When LLM Reward Design Fails: Diagnostic-Driven Refinement for Sparse Structured RL

Researchers found that LLM-generated reward functions for sparse reinforcement learning tasks fail in predictable ways, including reward flooding and API misunderstandings. A diagnostic-driven refinement method improved task success rates from 2.3% to 97.6% on DoorKey-8x8 and from 31.2% to 86.7% on KeyCorridor, with gains attributed to the failure-mode taxonomy rather than retrying or extra training. The approach is limited to sparse structured tasks under PPO and shows boundary effects in continuous-control environments where success-based diagnostics can misfire.

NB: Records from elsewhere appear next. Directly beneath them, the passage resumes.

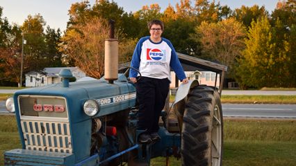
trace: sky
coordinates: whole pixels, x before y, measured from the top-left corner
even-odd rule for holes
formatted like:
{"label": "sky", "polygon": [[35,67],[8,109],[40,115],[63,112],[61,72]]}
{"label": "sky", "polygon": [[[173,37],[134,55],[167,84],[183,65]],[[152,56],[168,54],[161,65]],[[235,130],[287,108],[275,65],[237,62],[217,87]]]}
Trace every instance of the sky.
{"label": "sky", "polygon": [[[111,1],[111,0],[109,0]],[[7,17],[10,23],[22,25],[28,15],[35,15],[40,13],[47,22],[47,26],[51,28],[62,30],[66,29],[67,22],[69,20],[68,10],[71,4],[80,2],[81,0],[0,0],[0,6],[3,8],[2,17]],[[89,0],[92,6],[95,0]],[[163,12],[171,4],[175,6],[180,0],[114,0],[124,10],[135,12],[142,8],[142,6],[152,3],[158,3]],[[194,0],[191,0],[192,3]],[[212,1],[209,0],[209,1]],[[216,0],[222,6],[227,5],[233,10],[240,8],[242,5],[252,6],[255,4],[264,6],[270,14],[276,8],[279,0]]]}

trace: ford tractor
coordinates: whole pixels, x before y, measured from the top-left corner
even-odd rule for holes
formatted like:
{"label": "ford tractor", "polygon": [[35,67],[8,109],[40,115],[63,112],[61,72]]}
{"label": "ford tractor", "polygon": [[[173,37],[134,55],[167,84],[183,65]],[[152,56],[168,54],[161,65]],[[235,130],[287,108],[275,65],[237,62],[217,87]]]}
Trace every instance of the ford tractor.
{"label": "ford tractor", "polygon": [[158,156],[166,158],[163,165],[170,156],[182,165],[222,165],[220,95],[227,67],[179,54],[181,62],[215,73],[215,85],[181,84],[162,111],[161,139],[141,144],[135,84],[118,73],[113,32],[105,41],[101,79],[69,82],[72,73],[64,69],[62,82],[18,91],[6,101],[22,148],[5,152],[5,165],[149,165]]}

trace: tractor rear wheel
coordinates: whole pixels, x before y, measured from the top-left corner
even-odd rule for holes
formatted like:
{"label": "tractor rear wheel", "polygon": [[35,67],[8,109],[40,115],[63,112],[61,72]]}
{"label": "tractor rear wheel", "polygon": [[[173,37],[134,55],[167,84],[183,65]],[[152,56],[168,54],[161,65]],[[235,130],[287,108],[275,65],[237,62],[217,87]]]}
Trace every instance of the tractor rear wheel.
{"label": "tractor rear wheel", "polygon": [[182,165],[222,165],[223,117],[215,87],[198,86],[188,94],[181,138]]}

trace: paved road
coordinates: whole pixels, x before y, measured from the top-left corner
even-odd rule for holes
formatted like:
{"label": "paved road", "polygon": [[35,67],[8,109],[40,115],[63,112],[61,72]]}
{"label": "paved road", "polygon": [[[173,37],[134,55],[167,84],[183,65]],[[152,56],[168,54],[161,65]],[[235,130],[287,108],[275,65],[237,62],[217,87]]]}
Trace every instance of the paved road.
{"label": "paved road", "polygon": [[0,93],[15,93],[19,89],[0,89]]}
{"label": "paved road", "polygon": [[296,104],[222,104],[223,116],[296,118]]}
{"label": "paved road", "polygon": [[296,95],[296,91],[222,91],[222,95]]}
{"label": "paved road", "polygon": [[[14,93],[18,89],[0,89],[0,93]],[[296,95],[296,91],[233,91],[224,90],[222,95]]]}

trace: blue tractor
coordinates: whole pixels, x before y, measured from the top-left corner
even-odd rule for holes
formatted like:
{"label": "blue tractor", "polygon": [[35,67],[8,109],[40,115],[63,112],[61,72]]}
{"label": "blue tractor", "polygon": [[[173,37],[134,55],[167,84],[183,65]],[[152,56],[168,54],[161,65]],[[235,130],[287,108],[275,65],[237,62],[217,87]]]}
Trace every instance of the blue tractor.
{"label": "blue tractor", "polygon": [[113,38],[105,43],[106,72],[100,80],[69,83],[72,75],[63,70],[62,83],[20,90],[7,100],[22,147],[6,151],[5,165],[149,165],[151,158],[164,156],[168,165],[174,156],[182,165],[222,165],[220,94],[227,68],[195,58],[199,67],[220,75],[220,88],[197,80],[181,84],[174,102],[163,111],[161,139],[140,144],[135,88],[117,72],[118,42]]}

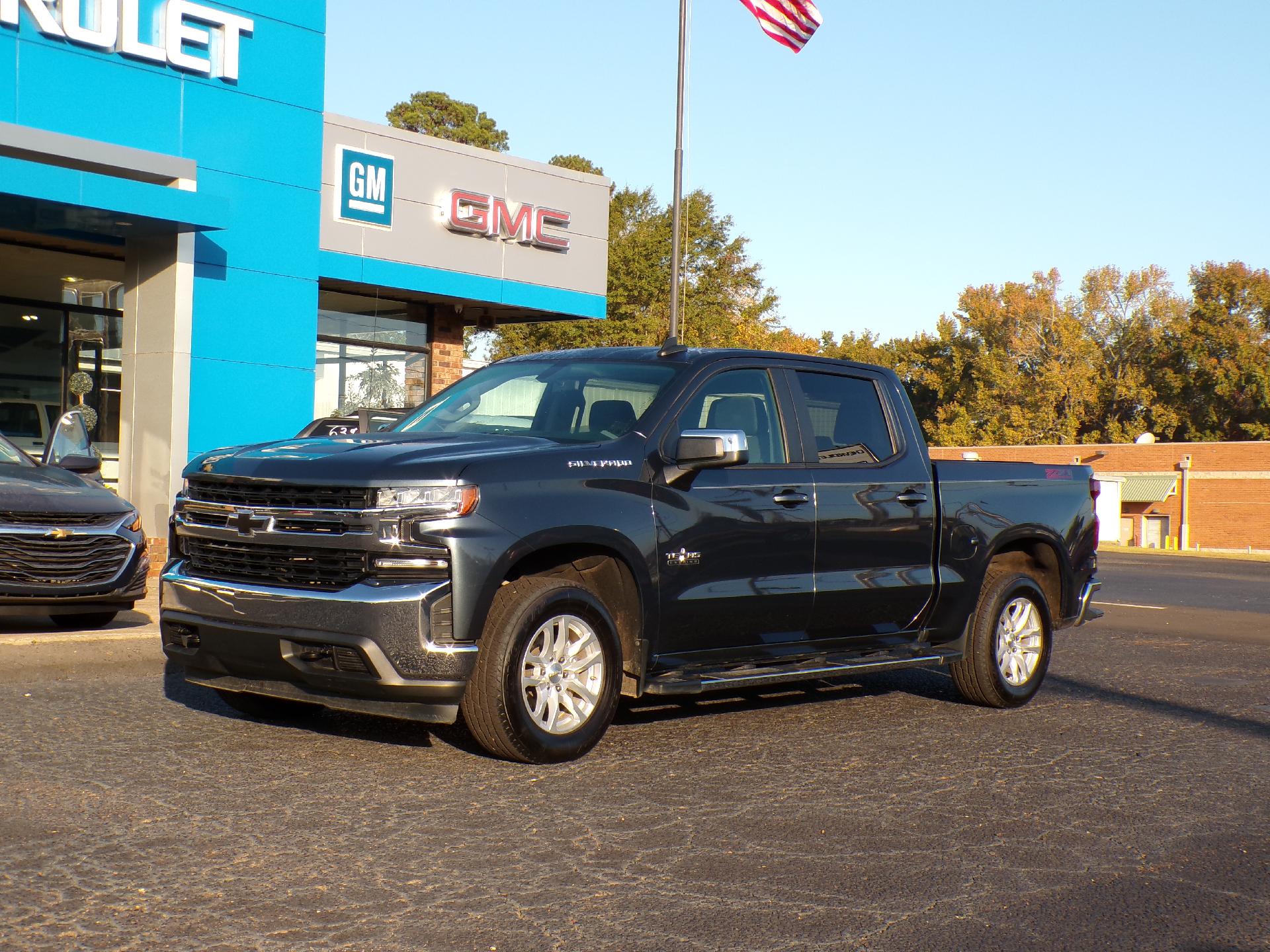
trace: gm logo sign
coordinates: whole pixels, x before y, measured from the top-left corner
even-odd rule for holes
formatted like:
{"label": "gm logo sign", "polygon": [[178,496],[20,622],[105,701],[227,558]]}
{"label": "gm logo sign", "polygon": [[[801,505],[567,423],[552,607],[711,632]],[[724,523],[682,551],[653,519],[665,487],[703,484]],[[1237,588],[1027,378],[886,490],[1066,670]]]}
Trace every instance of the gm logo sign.
{"label": "gm logo sign", "polygon": [[377,228],[392,227],[392,156],[339,146],[335,217]]}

arXiv:2605.28918v1 Announce Type: new Abstract: For sparse, structured reinforcement-learning tasks with semantic reward-function interfaces, LLM-generated reward shaping is better framed as debugging than one-shot generation. We study PPO-trained agents using MiniGrid as core evaluation and MuJoCo as boundary stress test. Our audit finds two dominant one-shot failure modes -- reward flooding and semantic/API misunderstanding -- plus a rarer weak-shaping case. We propose diagnostic-driven iterative refinement, where training diagnostics and a failure-mode taxonomy guide targeted reward-function revision. Refinement improves DoorKey-8x8 from 2.3% to 97.6% and KeyCorridor from 31.2% to 86.7% with high seed-to-seed variance. Controls show these gains are not from retrying or extra training: metrics-only re-prompting yields large drops, while a static-vocabulary control recovers much of the gap 87.6%; 70.7% , showing the taxonomy prompt is a major mechanism and dynamic labels provide only partially isolated incremental evidence. Budget-matched and Best-of-3 comparisons separate refinement from selection and training-time effects. Component-removal tests, sensitivity analyses, and an audit against author labels provide converging evidence for the debugging interpretation while revealing calibration limits. Continuous-control results show the boundary: success-based diagnostics can misfire in dense-reward locomotion, and return-trend feedback removes one false-positive mechanism without robust gains. The low-call protocol is a cost contrast with population-based reward search, not a benchmark comparison. In four crossed-variance-design environments, point estimates suggest larger gains when LLM reward-function variance dominates but bootstrap intervals are wide. The method is bounded to sparse structured tasks with reliable interfaces under PPO; fields like event text may help, hurt, or be neutral.